Script to reproduce:

CREATE TABLE public.my_hyper(
	id NUMERIC,
	ts TIMESTAMP,
	val1 NUMERIC
);
CREATE INDEX my_hyper_idx ON public.my_hyper USING BTREE(id, ts);

SELECT create_hypertable('public.my_hyper', 'ts', chunk_time_interval => INTERVAL '1 day');

INSERT INTO public.my_hyper 
SELECT DISTINCT ROUND(random() * 1000), a1.col1, RANDOM() * 10 FROM generate_series('2022-06-01'::TIMESTAMP, '2022-09-30', INTERVAL '12 hours') AS a1(col1);

CREATE MATERIALIZED VIEW my_hyper_cagg
WITH (timescaledb.continuous) AS
SELECT
	time_bucket('1 day', ts) AS bucket,
	SUM(val1) AS val1
FROM
	public.my_hyper
GROUP BY 1;

INSERT INTO public.my_hyper VALUES
	(2000, TO_TIMESTAMP('2022-06-05', 'yyyy-mm-dd'), RANDOM() * 10),
	(2001, TO_TIMESTAMP('2022-09-05', 'yyyy-mm-dd'), RANDOM() * 10);

SELECT
	hypertable_id,
	"_timescaledb_internal".to_timestamp(lowest_modified_value),
	"_timescaledb_internal".to_timestamp(greatest_modified_value),
	"_timescaledb_internal".to_timestamp(greatest_modified_value) - _timescaledb_internal.to_timestamp(lowest_modified_value)
FROM "_timescaledb_catalog".continuous_aggs_hypertable_invalidation_log
WHERE hypertable_id = (SELECT raw_hypertable_id FROM "_timescaledb_catalog".continuous_agg WHERE user_view_name = 'my_hyper_cagg')
ORDER BY lowest_modified_value;

tsdb_invalidation_log

TimescaleDB version affected
2.8.1

PostgreSQL version used
PostgreSQL 12.8
PostgreSQL 12.8 on x86_64-pc-linux-gnu, compiled by gcc (GCC) 4.8.5 20150623 (Red Hat 4.8.5-44), 64-bit

noctarius · November 2, 2022, 8:24am

I guess what you’re looking for would be only refreshing the two actual modified days, right? That would require a lot more management overhead (with multiple rows per hypertable). Could you create a feature request on github. I totally see how that’d be valuable (especially with large refresh periods as in the case presented) but it needs to be prioritized.

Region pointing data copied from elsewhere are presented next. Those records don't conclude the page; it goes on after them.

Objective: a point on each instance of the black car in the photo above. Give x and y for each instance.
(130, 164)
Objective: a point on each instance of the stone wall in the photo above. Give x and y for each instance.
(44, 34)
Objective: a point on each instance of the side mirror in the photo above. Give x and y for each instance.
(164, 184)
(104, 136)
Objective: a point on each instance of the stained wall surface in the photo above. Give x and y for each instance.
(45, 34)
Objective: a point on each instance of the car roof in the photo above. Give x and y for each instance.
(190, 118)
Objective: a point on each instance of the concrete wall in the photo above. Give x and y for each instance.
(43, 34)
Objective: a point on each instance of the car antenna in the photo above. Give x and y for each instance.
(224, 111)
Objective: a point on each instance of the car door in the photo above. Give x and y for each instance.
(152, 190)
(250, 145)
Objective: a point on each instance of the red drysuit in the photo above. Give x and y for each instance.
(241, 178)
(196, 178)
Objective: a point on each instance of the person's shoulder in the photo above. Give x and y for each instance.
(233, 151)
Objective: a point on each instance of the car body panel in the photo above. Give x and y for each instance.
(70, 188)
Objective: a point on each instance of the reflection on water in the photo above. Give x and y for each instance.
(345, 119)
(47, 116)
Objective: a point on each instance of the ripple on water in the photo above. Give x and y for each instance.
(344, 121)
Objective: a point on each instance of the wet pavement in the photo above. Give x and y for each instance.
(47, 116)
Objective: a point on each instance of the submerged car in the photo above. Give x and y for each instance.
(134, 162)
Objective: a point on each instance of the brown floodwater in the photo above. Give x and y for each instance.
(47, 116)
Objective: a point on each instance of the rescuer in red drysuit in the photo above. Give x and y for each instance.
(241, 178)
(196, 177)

LuxCore · November 2, 2022, 12:15pm

Right. If the dates that are not next to each other for the changed data are written separately into “_timescaledb_catalog”.continuous_aggs_hypertable_invalidation_log (for blocks with an interval of 1 day), and not with a period from the minimum date to the maximum, then the recalculation will be faster, because there will be no recalculation of blocks that do not contain unchanged data. In this case also dates will be written correctly next to the “_timescaledb_catalog”.continuous_aggs_materialization_invalidation_log.

This situation is due to the fact that data gets into the hypertable by replication and, therefore, the periods do not correspond to reality.

Thank for reply. I will create feature-request on github soon.

alexsunny123 · November 3, 2022, 9:16am

thanks for the awesome information.